Now, I don’t know if any of you have ever tried to walk on train tracks in your cleats, but let me tell you this: Don’t do it. Even on ther near side, where we had the luxury of railroad ties to step on, the going was quite precarious. The ties were unevenly spaced, the lage hunks of rock were scattered everywhere, and good places to set your feet were at a minimum. And things only got worse on the other side of the train, where all we had to walk across was a steep bank of crushed rock. At least I wasn’t wearing Speedplay cleats, so I didn’t have to worry about rocks getting caught up inside them. Making matters even worse, after I had made it past two of the cars, and the rest of our group had just gotten around the end of the train, we heard a light squeal, and the damn train started moving. Had we just waited a few minutes, we wouldn’t have had to deal with any of this, but as it was, we now had to race the train across the road before the cars could start up again. Mike and I made it, but we had to wait, as the rest of the group couldn’t get to the road in time. All in all, I guess it’s best that we waited, as that was a long stream of cars full of angry drivers that got stacked up behind the train, and we didn’t have to deal with any of them passing us on our bikes.

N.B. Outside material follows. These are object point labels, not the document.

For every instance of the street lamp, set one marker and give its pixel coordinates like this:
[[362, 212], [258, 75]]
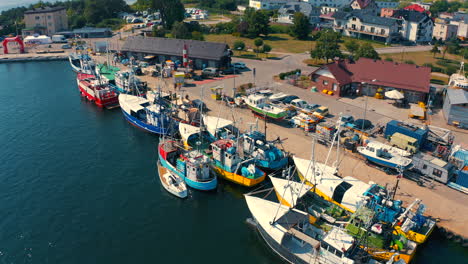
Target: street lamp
[[365, 107]]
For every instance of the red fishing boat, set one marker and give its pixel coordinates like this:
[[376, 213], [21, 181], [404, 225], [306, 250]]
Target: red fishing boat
[[102, 94]]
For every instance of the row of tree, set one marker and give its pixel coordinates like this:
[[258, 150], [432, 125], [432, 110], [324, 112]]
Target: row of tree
[[328, 47]]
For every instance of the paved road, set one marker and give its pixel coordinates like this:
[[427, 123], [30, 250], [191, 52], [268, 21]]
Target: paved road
[[404, 49]]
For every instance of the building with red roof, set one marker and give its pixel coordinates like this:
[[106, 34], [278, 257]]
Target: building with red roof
[[366, 76]]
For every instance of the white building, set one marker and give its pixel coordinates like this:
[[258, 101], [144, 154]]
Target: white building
[[287, 11], [387, 4], [416, 27], [268, 4], [361, 24], [330, 3]]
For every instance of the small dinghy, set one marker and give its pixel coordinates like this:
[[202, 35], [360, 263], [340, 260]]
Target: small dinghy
[[172, 182]]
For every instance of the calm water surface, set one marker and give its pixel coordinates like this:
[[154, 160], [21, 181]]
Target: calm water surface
[[78, 185]]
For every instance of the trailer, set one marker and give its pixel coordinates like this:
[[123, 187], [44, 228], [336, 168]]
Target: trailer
[[433, 168]]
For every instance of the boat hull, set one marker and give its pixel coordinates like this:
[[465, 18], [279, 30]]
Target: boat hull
[[384, 163], [179, 193], [278, 249], [99, 102], [146, 127], [261, 112], [236, 178], [202, 186], [269, 166]]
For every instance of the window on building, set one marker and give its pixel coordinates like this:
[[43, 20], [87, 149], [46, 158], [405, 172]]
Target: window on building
[[437, 172]]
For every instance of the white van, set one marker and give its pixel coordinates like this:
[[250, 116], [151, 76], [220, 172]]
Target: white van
[[59, 39]]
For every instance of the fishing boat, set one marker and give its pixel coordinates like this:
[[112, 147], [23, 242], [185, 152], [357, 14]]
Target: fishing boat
[[172, 182], [81, 63], [152, 117], [229, 164], [195, 137], [127, 82], [259, 106], [266, 155], [107, 72], [92, 88], [380, 155], [288, 232], [190, 165], [387, 226], [220, 128]]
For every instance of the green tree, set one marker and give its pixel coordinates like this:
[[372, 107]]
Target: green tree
[[351, 46], [301, 26], [180, 31], [159, 32], [257, 21], [367, 51], [239, 45], [171, 11], [435, 50], [327, 46], [197, 35]]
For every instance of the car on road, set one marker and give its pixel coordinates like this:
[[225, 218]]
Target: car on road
[[239, 65], [321, 111], [210, 72], [231, 70], [288, 99], [199, 104]]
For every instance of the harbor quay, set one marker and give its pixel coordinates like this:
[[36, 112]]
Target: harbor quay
[[443, 203]]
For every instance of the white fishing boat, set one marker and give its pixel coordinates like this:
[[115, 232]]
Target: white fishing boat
[[219, 127], [381, 156], [392, 150], [289, 234], [172, 182]]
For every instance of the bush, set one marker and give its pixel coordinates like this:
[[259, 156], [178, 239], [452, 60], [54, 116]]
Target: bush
[[279, 29]]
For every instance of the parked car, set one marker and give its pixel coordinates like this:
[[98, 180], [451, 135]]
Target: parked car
[[231, 70], [210, 72], [288, 99], [199, 104], [239, 65], [321, 111]]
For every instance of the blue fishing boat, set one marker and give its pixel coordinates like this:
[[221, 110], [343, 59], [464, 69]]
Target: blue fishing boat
[[380, 155], [153, 117], [190, 165], [267, 156]]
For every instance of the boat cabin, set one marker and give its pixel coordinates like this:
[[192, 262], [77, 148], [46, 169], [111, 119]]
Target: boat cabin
[[434, 168], [225, 152]]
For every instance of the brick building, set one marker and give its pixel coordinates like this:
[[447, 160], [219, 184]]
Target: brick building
[[45, 20], [367, 76]]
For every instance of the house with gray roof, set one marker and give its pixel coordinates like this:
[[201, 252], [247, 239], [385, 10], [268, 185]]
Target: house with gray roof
[[287, 11], [201, 53], [362, 24], [456, 107]]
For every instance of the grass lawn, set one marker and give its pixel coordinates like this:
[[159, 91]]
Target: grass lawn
[[420, 57], [279, 42]]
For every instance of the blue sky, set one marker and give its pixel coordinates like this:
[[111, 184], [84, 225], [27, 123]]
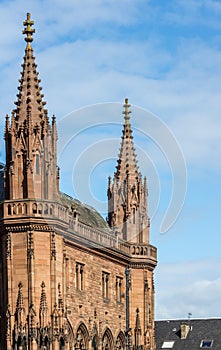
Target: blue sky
[[165, 56]]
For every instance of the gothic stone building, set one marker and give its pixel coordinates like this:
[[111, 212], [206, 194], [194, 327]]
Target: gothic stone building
[[69, 279]]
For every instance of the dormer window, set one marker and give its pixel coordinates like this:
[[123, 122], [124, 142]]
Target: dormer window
[[168, 344], [206, 344]]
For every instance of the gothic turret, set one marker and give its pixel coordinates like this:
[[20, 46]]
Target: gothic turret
[[31, 170], [127, 194]]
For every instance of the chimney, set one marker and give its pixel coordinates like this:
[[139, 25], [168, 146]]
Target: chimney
[[184, 328]]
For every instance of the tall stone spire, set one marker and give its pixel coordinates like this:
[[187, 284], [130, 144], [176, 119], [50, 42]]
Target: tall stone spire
[[30, 139], [127, 162], [127, 194]]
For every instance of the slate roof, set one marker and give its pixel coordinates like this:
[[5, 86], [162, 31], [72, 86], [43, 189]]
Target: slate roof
[[200, 329], [87, 214], [1, 182]]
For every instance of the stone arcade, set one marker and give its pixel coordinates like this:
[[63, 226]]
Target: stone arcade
[[69, 280]]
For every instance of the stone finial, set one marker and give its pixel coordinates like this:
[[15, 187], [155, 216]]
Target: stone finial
[[28, 31], [126, 111]]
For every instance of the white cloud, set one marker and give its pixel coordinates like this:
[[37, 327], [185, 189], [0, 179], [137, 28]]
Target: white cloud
[[188, 287]]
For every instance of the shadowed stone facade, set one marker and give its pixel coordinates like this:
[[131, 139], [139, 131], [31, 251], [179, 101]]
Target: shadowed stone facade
[[69, 280]]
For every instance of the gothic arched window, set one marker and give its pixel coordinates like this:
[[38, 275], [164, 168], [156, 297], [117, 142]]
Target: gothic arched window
[[37, 165]]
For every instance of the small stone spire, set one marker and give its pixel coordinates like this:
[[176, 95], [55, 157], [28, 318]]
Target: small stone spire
[[29, 31], [126, 112], [30, 139], [127, 162], [127, 193]]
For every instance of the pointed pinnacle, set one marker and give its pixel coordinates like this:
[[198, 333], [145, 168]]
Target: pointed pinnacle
[[126, 112], [28, 31]]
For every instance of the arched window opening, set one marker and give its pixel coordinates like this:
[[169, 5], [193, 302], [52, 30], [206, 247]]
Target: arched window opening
[[37, 165], [34, 208], [133, 215]]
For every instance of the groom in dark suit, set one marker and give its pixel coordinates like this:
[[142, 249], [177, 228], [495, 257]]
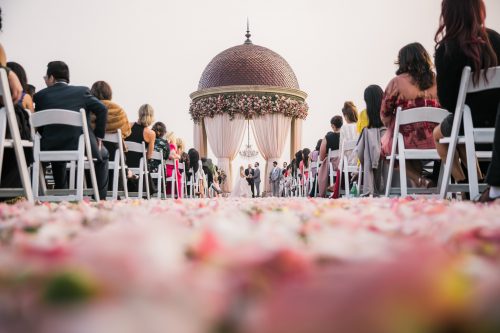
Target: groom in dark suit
[[60, 95], [249, 173]]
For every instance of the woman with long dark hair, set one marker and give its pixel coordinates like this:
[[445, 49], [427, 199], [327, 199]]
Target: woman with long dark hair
[[369, 144], [373, 98], [463, 40], [413, 87], [26, 102]]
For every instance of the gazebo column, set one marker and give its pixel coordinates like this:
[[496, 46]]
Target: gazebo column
[[295, 137], [200, 139]]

With the extra bit of rest we got waiting for traffic to clear, we were fresh enough to turn the next six miles into a time trial, and sustained speeds in the 23-25 MPH zone until we turned onto LA30, a rather busy road that took us into the hotel in Gonzales. Where the seats in the shade and the ice cold Abita were waiting for us.
Later that night we had what I thought was the best dinner of the night. Crawfish etoufee, crawfish mac and cheese, tasty salad with a thick vinaigrette dressing, and a choice of bread pudding or brownie desserts. To my great dismay, however, it was also the only meal where I was filled up after just one pass through the line. Curse my stomach! I wanted more of that mac and cheese, dammit!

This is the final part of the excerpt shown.